= SilverTerrier =

Nigerian based cyber crime syndicate

SilverTerrier is a code name for a syndicate of BEC cyber criminals. Identified by the Interpol's Global Financial Crime Taskforce to be from Nigeria, they are a syndicate of over 400 unique actors or groups accused of targeting thousands of organizations worldwide through business email compromise (BEC) scams.

Starting as far back as 2014 as novices, the cyber crime gang has used tens of thousands of financial scams dating back using several malware tools.

== Background ==
In 2014, security researchers at Palo Alto Networks' Unit42 threat-intelligence coined the name SilverTerrier to describe novice Nigerian malware groups using business email compromise attacks to exploit organizations across several sectors and countries. By 2019, 81,300 malware samples by Nigeria's BEC groups were attributed to over 2,100,00 attacks. In 2019, the group was linked to over 400 threat actors, compared to 300 in 2018. They were observed to have gone from launching 28,000 BEC attacks per month in 2018 to 245,637 in 2019 towards organizations across many sectors.

They have been responsible for attacks on 50,000 different individuals and companies since inception.

They have been linked to several COVID-19 themed attacks consisting of fake orders for personal protective equipment, shipping delay notices for COVID-19-related items, fake vaccine-related news which come attached with malware.

== Law Enforcement Activity ==
Due to the high profile of SilverTerrier, they garnered the attention of a wide range of Law Enforcement agencies. This eventually led to arrests of 11 individuals being made between December 13, 2021, and December 22, 2021, during an operation by the Nigerian Police Force and INTERPOL.

The arrests were a combined effort by Interpol's Cybercrime Directorate in Singapore, Nigerian law enforcement agencies, Group-IB and Palo Alto Networks.

The suspects were based in Lagos and Asaba, and were regarded as being part of the technical backbone of the operations, rather than low-level money mules.

According to a statement by the Assistant General of Police, Garba Baba Umar who doubles as the INTERPOL's vice president for Africa, "One of the arrested suspects was in possession of more than 800,000 user names and passwords. Another suspect had been monitoring conversations between 16 companies and their clients and diverting funds to ‘SilverTerrier’ whenever company transactions were about to be made".

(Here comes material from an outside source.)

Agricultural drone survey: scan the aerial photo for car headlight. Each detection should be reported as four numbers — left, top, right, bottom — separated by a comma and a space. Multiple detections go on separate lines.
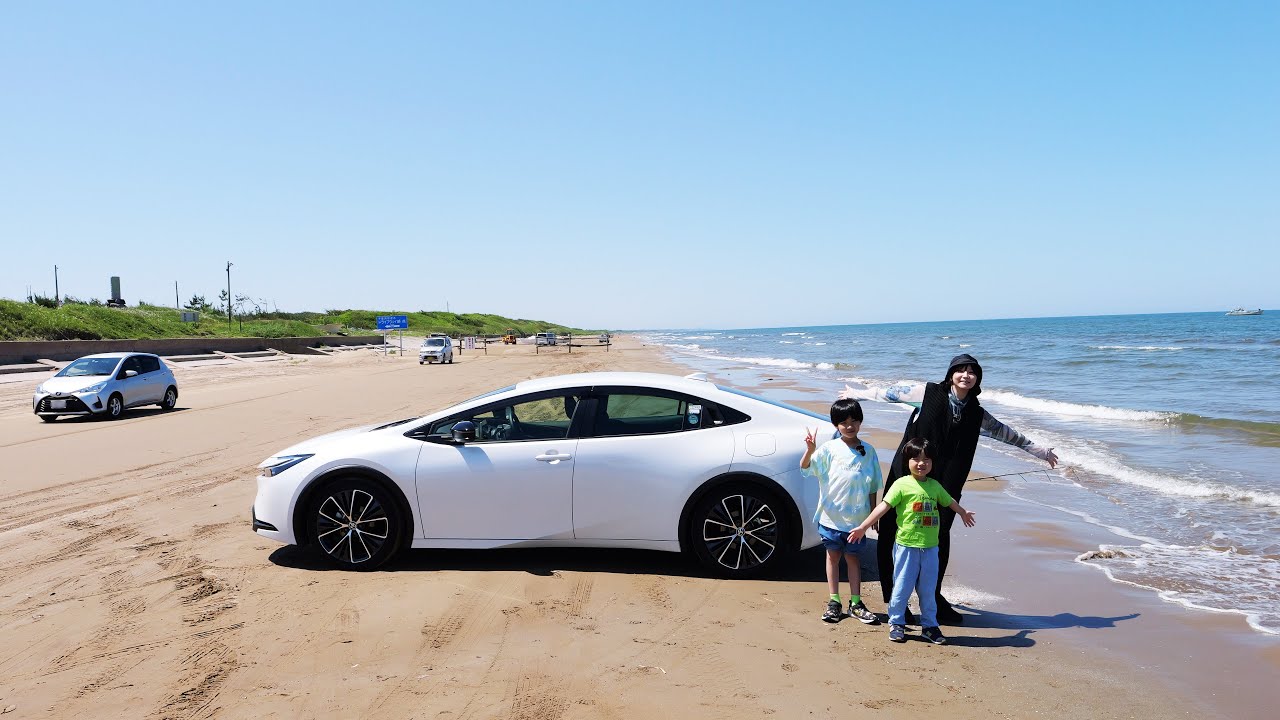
262, 454, 315, 478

In May 2022, Interpol announced the arrest 37-year-old Nigerian man in an international operation spanning four continents. The individual was regarded as the leader of the cybercrime syndicate. The police operation, codenamed Delilah, was initiated by an intelligence referral from several INTERPOL partners from the private sector: Group-IB, Palo Alto Networks Unit 42 and Trend Micro.